The Economist is one of the most prestigious publications in the world, and when we’re not reading about brew news, we’re often pursuing those pages of the famous London-based international affairs magazine. This week, The Economist posted a nice feature article on the craft brewing industry in America, talking about Big Beer vs. Craft and the Brewers Association vs. Beer Institute on the excise tax (among other things).
Way back in February, as the 113th Congress got underway, we noted the reintroduction of H.R. 494, the Small Brewer Reinvestment and Expanding Workforce Act (Small BREW Act) in the House of Representatives. The bipartisan legislation, which was reintroduced by Representatives Jim Gerlach (R-Pa.) and Richard E. Neal (D-Mass.), seeks to re-calibrate the federal beer excise tax that small brewers pay on every barrel of beer they produce.
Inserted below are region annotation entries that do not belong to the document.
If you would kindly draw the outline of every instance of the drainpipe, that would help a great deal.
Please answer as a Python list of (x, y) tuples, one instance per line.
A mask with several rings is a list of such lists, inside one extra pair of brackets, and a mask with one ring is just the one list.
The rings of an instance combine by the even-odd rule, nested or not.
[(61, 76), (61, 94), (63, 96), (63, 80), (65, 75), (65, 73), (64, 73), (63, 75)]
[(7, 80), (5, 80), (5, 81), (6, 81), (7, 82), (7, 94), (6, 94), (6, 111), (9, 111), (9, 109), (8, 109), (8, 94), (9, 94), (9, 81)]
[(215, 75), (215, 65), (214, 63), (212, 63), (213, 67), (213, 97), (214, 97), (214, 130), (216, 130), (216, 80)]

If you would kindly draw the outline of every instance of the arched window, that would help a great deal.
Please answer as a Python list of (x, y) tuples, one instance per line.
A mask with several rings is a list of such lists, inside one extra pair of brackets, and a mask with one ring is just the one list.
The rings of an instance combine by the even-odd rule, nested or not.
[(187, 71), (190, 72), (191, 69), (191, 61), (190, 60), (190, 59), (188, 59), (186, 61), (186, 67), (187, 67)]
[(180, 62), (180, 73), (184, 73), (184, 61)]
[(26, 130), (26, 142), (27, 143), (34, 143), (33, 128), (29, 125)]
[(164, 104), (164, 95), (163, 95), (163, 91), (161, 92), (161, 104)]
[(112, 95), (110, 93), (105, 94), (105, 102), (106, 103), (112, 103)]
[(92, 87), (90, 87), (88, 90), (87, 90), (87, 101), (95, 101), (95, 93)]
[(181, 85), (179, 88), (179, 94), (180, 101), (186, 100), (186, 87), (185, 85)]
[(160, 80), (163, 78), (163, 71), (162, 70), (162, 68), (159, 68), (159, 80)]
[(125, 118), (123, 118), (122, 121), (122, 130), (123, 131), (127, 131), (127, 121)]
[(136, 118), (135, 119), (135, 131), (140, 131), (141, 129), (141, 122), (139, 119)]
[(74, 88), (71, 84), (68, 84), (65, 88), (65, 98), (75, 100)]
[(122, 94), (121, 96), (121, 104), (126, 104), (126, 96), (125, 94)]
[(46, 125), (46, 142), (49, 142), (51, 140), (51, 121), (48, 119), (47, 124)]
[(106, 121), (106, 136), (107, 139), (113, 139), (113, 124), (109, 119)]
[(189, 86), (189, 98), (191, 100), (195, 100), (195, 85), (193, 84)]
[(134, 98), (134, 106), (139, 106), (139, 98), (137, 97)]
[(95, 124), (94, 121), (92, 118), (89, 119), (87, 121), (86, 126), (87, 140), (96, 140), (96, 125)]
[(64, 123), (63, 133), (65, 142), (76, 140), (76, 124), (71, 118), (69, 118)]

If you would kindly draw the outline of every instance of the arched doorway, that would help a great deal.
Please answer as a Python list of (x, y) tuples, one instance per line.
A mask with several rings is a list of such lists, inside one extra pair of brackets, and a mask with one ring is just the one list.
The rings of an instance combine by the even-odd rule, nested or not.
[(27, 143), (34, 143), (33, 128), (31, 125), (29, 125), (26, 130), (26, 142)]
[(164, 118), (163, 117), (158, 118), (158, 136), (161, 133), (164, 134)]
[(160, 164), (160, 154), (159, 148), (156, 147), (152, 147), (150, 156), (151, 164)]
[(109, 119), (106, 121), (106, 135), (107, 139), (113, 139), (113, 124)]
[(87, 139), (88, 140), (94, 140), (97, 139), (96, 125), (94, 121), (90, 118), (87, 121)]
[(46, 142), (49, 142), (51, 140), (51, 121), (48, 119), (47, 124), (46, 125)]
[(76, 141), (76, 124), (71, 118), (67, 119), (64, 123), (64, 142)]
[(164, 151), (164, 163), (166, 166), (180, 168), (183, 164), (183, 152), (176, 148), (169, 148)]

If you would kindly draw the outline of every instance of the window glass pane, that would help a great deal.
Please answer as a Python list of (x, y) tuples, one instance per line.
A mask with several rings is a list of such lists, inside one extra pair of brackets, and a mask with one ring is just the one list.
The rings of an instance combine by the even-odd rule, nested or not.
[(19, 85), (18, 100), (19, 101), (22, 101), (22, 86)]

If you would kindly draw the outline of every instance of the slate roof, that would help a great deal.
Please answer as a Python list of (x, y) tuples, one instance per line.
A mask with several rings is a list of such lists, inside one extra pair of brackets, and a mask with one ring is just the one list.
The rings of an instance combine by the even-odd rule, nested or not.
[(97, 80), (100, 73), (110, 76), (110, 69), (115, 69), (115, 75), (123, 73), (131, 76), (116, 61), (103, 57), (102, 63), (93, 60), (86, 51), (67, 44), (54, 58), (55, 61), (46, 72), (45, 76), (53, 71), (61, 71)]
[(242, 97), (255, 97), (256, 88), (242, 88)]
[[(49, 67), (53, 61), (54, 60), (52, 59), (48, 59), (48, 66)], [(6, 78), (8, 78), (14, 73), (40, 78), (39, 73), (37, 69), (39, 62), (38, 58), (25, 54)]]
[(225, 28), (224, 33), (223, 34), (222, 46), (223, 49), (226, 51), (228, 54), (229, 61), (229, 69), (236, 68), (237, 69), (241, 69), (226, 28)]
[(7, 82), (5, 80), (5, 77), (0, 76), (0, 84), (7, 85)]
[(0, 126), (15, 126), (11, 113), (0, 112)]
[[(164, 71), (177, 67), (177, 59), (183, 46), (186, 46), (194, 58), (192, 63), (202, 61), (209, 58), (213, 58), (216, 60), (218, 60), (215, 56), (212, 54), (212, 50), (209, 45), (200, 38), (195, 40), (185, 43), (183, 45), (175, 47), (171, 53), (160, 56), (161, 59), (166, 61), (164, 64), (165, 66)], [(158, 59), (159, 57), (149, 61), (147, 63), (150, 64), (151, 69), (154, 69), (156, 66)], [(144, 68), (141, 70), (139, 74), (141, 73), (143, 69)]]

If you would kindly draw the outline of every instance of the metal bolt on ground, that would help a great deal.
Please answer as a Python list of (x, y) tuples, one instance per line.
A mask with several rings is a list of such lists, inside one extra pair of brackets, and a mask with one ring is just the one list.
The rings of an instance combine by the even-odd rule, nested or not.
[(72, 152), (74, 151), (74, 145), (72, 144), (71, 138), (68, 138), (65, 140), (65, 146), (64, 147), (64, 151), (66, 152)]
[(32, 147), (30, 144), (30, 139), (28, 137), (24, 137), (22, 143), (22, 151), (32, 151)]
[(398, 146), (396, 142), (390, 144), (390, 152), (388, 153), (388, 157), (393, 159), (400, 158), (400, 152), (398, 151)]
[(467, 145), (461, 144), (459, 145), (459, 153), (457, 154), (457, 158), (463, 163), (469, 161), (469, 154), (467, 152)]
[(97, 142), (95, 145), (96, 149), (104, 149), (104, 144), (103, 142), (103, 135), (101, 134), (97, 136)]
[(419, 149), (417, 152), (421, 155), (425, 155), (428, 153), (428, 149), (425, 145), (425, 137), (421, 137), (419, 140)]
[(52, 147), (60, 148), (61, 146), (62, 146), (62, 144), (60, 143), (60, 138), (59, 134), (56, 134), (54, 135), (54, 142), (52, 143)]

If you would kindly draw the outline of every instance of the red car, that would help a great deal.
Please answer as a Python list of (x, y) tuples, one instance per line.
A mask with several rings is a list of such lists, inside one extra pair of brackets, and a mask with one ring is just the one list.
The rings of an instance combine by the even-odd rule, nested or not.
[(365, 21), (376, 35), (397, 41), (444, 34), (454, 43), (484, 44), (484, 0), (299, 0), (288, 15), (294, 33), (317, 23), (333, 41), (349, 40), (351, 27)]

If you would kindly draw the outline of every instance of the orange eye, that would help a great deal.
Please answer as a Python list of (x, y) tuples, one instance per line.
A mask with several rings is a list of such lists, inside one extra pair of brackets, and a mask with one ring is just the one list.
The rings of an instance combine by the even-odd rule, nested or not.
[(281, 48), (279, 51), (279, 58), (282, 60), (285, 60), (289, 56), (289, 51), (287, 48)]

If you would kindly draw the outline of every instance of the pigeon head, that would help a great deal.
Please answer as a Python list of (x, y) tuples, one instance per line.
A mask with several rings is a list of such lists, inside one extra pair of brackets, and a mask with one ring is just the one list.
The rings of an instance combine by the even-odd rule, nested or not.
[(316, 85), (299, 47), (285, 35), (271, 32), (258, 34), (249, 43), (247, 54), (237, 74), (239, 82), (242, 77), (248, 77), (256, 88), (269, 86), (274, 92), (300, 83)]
Under current federal law, brewers making less than 2 million barrels (bbls) annually pay $7 per barrel on the first 60,000 bbls they brew, and $18 per barrel on every barrel thereafter. The Small BREW Act would create a new rate structure that reflects the evolution of the craft brewing industry. The rate for the smallest brewers and brewpubs would be $3.50 on the first 60,000 bbls. For production between 60,001 and 2 million bbls the rate would be $16 per barrel. Any brewer that exceeds 2 million bbls (about 1 percent of the U.S. beer market) would begin paying the full $18 rate. Breweries with an annual production of 6 million bbls or less would qualify for these tax rates.
Two big brewing associations sit on opposite sides of the fence. We let The Economist continue:
As the craft-beer industry grows, the Brewers Association thinks more of its members will join Boston Beer on the wrong side of the tax code. So it is pushing Congress to pass a bill that would raise the excise-tax bar to 6 million barrels a year. In March, hundreds of small-brewery owners took their case to Congress. But the Beer Institute, which represents big and small brewers alike, unsurprisingly favors a different bill that would cut the excise tax for the whole industry.
Opponents of slashing the excise tax, which has not been adjusted since 1991, note that inflation has already reduced its potency. Moreover, some see higher alcohol taxes as a way to increase revenues. But others are sympathetic to the Beer Institute’s claim that taxes have become the most expensive ingredient of beer. Hence, perhaps, the bitter taste of some brews.
The article’s titled “A Brewing Fight” and is definitely worth a read. We’ll keep you updated on the excise tax as more information becomes available.